Vladimir Petkovic a officiellement quitté le banc des Fennecs après plus de deux ans à la tête de la sélection algérienne. Le technicien suisse et la Fédération algérienne de football (FAF) sont parvenus à un accord à l'amiable pour rompre un contrat qui courait pourtant jusqu'en 2028. Derrière ce départ négocié, trois contre-performances aux allures de catastrophe tactique ont définitivement scellé le sort de l'ancien sélectionneur.
La gifle suédoise : un 0-4 qui ne pardonne pas
Le premier signal d'alarme retentit lors d'un match amical contre la Suède en 2025. Les « Guerriers du Désert » se retrouvent très rapidement dépassés, encaissant quatre buts sans réponse avant de sauver les apparences dans les ultimes minutes, concluant sur un score final de 3-4. La rencontre met au grand jour une fragilité défensive structurelle que Petkovic choisit pourtant d'ignorer, maintenant ses schémas tactiques inchangés lors des matchs suivants.
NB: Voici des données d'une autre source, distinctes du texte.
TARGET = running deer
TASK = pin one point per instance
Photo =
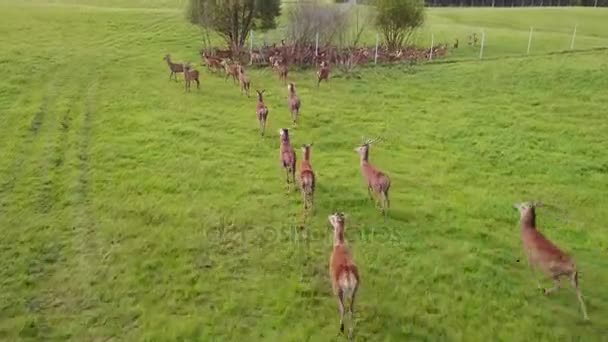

Une rigidité qui commençait déjà à interroger.
Nigeria – CAN 2025 : Mahrez sort du silence
La deuxième fracture survient lors du quart de finale de la Coupe d'Afrique des Nations 2025, disputée au Maroc. Face aux Super Eagles du Nigeria, l'Algérie s'incline sans jamais trouver la parade face à une équipe dominante sur tous les plans — physique, technique et tactique. Petkovic reste sans solution au bord du terrain. L'épisode prend une tournure publique lorsque le capitaine Riyad Mahrez, rare dans sa prise de parole critique, pointe directement les carences du sélectionneur : les couloirs laissés ouverts auraient, selon lui, grandement facilité la tâche des Nigérians.
Mondial 2026 : l'erreur de trop face à la Suisse
Le coup de grâce arrive sur la plus grande scène du football mondial. Lors du 32e de finale de la Coupe du Monde 2026, l'Algérie se heurte à la Suisse — nation d'origine du sélectionneur lui-même. Petkovic effectue une nouvelle fois des choix incompréhensibles qui ouvrent la voie aux Helvètes. La défaite déclenche un torrent de critiques. Sans issue, le technicien convient alors avec la FAF de mettre un terme anticipé à leur collaboration. Trois rendez-vous manqués au pire moment, et c'est tout un mandat qui s'effondre.